Comédie de Evelyne de la Chenelière, mise en scène de Nabil El Azan, avec Christine Murillo et Jean-Claude Leguay.
Dans des appartements siamois, la cloison mitoyenne mince comme du papier à cigarette constitue néanmoins une barrière infranchissable pour leurs occupants, des "single" selon la terminologie contemporaine, mais certes pas des célibattants, des individus ordinaires et cependant singuliers.
Monsieur Chiton, nom d'un mollusque marin, est homme ordinaire, banal et transparent mais néanmoins singulier. Non seulement en raison de la longueur excessive de ses bras détendus par une longue pratique de l'auto-embrassade pour compenser le manque d'amour maternel d'une mère autoritaire et castratrice mais par son goût du tissu à carreaux qu'il affectionne au point d'en être vêtu de manière disparate des chaussures au chapeau comme une véritable carte d'échantillon.
Madame Potée, qui évoque l'empotée, est également une femme ordinaire, banale et transparente mais toute aussi singulière. Elle s'évertue à s'attifer en chinoise car cela sied avec ses yeux qu'elle bride manuellement pour faire le point visuel car elle est affligée d'une myopie sévère qu'elle s'obstine à ne pas vouloir corriger pour rester dans un flou rassurant.
Ces quinquas complexés, timides et souffrant d'un déficit tant affectif que communicationnel, rêvent d'amour et se reconnaissent naturellement comme leur moitié d'orange.

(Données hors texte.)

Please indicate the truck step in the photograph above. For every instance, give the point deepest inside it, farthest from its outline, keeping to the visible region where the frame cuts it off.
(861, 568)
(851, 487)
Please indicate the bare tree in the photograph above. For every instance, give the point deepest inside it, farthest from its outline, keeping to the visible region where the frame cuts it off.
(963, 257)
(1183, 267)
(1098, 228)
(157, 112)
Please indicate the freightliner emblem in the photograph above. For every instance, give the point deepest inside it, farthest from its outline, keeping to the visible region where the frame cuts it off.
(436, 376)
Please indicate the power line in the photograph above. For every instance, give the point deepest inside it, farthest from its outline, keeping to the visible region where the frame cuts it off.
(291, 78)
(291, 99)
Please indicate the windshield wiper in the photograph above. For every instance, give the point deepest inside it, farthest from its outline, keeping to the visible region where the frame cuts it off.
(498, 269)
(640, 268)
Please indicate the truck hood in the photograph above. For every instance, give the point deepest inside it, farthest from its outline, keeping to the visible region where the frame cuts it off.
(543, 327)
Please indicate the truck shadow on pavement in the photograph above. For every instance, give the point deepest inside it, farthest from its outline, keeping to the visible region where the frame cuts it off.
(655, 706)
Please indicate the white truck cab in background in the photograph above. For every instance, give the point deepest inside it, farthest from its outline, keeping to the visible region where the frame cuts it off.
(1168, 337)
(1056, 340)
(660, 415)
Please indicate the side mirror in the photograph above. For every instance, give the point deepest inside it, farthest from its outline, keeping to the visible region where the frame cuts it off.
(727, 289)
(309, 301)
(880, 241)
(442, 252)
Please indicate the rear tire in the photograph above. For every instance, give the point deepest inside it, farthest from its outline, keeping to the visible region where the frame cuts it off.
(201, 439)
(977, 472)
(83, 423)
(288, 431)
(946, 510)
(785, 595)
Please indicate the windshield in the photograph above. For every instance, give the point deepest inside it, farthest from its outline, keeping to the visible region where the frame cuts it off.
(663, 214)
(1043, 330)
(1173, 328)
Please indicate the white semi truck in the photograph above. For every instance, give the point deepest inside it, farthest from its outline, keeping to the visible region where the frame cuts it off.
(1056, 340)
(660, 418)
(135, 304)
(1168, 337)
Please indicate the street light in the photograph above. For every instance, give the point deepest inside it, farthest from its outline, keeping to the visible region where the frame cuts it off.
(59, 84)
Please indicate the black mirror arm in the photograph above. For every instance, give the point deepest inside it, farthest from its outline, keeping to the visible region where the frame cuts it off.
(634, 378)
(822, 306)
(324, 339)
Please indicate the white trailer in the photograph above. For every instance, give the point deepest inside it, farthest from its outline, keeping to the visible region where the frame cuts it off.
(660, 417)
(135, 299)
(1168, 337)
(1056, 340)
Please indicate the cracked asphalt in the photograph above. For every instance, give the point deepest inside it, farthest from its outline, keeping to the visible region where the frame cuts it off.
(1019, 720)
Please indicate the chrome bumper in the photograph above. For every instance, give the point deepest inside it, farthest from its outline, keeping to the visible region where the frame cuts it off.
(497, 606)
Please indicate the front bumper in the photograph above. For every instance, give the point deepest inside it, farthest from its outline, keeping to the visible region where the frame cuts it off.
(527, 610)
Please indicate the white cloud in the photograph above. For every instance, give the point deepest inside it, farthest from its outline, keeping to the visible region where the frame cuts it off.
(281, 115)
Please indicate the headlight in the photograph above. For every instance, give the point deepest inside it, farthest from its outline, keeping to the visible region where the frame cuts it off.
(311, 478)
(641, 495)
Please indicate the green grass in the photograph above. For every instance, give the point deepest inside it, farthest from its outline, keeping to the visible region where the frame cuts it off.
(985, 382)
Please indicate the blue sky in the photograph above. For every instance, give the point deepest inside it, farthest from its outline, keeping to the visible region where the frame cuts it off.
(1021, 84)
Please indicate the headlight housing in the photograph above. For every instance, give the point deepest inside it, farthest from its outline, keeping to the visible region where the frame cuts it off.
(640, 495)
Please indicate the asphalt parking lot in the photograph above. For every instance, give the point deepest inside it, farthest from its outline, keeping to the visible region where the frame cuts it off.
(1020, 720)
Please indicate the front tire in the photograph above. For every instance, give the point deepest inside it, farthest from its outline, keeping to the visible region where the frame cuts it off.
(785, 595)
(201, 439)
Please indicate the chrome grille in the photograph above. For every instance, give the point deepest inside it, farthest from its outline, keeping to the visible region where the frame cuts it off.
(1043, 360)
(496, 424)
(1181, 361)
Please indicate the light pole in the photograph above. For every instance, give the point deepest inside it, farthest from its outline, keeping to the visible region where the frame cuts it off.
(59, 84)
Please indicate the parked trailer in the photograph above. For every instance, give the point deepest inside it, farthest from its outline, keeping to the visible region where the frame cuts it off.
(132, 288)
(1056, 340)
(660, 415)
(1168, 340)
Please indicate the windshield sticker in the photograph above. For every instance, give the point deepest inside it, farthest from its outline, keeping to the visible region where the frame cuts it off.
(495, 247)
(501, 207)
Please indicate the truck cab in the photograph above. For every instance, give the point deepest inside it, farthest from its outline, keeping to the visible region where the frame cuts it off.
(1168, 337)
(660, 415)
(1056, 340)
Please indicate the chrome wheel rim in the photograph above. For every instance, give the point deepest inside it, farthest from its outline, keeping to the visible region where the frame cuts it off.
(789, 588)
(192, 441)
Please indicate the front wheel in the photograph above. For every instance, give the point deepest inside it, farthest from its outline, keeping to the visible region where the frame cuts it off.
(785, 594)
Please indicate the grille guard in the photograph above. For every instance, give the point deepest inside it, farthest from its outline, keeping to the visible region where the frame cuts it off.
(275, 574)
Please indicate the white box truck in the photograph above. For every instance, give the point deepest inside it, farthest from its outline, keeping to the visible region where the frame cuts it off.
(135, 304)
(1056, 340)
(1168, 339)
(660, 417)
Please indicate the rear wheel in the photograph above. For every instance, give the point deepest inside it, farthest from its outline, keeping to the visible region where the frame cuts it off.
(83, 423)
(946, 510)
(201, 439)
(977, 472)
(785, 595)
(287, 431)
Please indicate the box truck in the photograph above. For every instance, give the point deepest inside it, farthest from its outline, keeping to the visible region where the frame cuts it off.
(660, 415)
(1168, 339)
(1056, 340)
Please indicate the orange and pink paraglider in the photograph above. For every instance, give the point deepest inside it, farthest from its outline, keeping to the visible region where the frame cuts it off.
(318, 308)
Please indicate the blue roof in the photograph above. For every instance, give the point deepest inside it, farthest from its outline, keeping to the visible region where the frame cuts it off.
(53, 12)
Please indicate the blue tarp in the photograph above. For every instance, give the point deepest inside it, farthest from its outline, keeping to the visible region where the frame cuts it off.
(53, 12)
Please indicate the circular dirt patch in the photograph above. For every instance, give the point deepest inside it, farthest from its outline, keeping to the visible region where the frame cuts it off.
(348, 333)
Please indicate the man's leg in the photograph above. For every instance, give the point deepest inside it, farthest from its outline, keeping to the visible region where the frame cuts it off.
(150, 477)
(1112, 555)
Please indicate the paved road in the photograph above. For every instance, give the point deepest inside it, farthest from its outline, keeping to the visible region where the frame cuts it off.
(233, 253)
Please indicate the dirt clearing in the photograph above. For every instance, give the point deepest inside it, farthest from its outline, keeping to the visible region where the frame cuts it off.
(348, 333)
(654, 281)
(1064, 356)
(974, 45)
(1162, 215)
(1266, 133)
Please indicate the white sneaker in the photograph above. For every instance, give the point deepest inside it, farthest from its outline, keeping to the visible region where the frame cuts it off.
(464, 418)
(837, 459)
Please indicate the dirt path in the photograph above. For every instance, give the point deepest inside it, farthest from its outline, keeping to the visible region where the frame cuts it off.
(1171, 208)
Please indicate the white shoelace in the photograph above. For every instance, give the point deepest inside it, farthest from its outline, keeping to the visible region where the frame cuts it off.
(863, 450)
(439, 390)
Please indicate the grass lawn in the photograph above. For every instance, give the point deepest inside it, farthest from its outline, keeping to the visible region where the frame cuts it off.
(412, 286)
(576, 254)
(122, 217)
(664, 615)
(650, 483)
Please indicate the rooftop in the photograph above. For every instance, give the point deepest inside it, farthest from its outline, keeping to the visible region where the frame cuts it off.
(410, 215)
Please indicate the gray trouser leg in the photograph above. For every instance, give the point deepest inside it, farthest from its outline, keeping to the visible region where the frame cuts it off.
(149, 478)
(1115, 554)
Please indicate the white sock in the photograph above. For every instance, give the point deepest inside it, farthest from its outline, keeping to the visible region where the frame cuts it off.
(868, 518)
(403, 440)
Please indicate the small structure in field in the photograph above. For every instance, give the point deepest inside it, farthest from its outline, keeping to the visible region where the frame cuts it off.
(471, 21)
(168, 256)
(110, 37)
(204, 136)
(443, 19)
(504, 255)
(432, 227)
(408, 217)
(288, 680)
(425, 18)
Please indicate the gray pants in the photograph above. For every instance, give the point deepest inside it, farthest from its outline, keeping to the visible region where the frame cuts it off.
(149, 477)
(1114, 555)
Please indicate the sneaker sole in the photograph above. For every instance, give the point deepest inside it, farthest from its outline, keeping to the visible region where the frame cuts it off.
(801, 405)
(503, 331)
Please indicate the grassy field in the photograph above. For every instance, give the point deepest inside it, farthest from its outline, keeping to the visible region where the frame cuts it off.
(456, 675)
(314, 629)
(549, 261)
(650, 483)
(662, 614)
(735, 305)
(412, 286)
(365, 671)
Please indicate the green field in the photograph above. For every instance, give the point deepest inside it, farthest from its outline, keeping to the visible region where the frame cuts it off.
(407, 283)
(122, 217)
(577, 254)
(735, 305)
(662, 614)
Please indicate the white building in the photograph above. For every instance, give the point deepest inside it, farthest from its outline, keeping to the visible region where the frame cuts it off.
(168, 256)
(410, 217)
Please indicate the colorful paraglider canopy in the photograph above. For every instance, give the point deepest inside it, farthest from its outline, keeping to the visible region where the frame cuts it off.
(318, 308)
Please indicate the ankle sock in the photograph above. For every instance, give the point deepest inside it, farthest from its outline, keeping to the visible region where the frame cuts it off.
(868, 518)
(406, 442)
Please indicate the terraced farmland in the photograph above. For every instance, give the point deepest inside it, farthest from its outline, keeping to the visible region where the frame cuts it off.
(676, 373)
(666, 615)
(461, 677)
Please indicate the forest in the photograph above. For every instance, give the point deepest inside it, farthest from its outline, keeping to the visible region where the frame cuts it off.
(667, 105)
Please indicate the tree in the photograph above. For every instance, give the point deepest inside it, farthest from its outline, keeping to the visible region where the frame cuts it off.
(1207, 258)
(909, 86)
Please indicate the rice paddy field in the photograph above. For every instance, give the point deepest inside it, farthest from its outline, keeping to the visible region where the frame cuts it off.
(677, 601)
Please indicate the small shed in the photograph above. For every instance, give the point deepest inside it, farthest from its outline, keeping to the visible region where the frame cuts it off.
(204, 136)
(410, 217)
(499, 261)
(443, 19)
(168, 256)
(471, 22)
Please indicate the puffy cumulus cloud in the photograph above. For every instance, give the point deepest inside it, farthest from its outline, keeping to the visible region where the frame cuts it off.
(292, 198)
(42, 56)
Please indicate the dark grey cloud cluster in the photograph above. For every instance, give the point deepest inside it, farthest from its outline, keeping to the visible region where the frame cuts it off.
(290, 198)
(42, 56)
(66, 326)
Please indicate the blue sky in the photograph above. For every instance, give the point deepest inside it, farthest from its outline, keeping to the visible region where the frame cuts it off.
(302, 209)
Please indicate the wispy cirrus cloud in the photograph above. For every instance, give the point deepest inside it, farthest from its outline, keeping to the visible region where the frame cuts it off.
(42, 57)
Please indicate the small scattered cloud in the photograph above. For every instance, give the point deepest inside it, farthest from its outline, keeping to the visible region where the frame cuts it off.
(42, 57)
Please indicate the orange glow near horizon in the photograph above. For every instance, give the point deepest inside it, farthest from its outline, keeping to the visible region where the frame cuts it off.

Mais ils se croisent et s'évitent et les tentatives de rapprochement esquissées par Madame Potée se heurtent à la frilosité de Monsieur Chiton.
Intitulée "Chinoiseries", la partition de Evelyne de la Chenelière, qui appartient à la nouvelle génération de dramaturges dont l'écriture s'inscrit dans l'héritage du renouveau du théâtre québécois initié par Michel Tremblay, traite du drame de la solitude, de l'isolement névrotique et des difficultés relationnelles ainsi que des processus de compensation, de l'imaginaire à la névrose de manière aussi subtile sur le fond que polymorphe en la forme.
En effet, elle procède par hybridation les genres, s'affranchit tant du réalisme rationnel que de la temporalité, et mêle le réel, la fiction et le fantasme en usant du comique et du loufoque pour éviter l'écueil du pathétisme tout en empruntant à la narratologie en ce que les personnages sont à la fois acteurs de leur vie et leur double distancié qui officie comme narrateur homodiégétique.
Ainsi cette histoire aux allures de fable sociale qui puise également dans les codes du clown et des comics, et peut s'avérer déconcertante, se décline sous des focales différentes avec soliloques, dialogues et récits que l'épatante mise en scène de Nabil El Azan négocie habilement.
Et ce avec une économie de moyens scénographiques dans un décor stylisé conçu par Anne-Sophie Grac, qui signe également les fantaisistes costumes, avec de simples tubulures pour signifier l'habitacle jumeau, et de judicieuses ponctuations musicales empruntées au cinéma avec les thèmes de films cultes tels "Un homme et une femme" et "In the mood for love".
Pour les caractères, il a privilégié le burlesque et l'"hénaurme" qui exigent finesse, talent, technique et capacité des comédiens à dynamiter leur personnage tout en les incarnant.
A cette fin, il a judicieusement composé un duo de haute volée, de surcroît des amis qui s'entendent comme larrons en foire, Christine Murillo et Jean-Claude Leguay, et amateurs pratiquants de l'humour loufoque, auteurs avec Grégoire Ostermann, le troisième matelot du Baleinié, d'un fameux Dictionnaire des tracas qui a donné lieu à un désopilant triptyque théâtral ("Xu", "Oxu" et "Ugzu").
Tous deux sont époustouflants et désopilants, lui en névrosé inquiétant, elle en exubérante hurluberlue, et dispensent de grands moments d'anthologie, de l'interprétation de la chanson agrache "La Baya" qui faisait les belles soirées du music-hall de la Belle Epoque à un extraordinaire numéro de jonglage d'assiettes façon Cirque de Pékin. tout en apportant une belle humanité sensible à ces deux handicapés de la vie.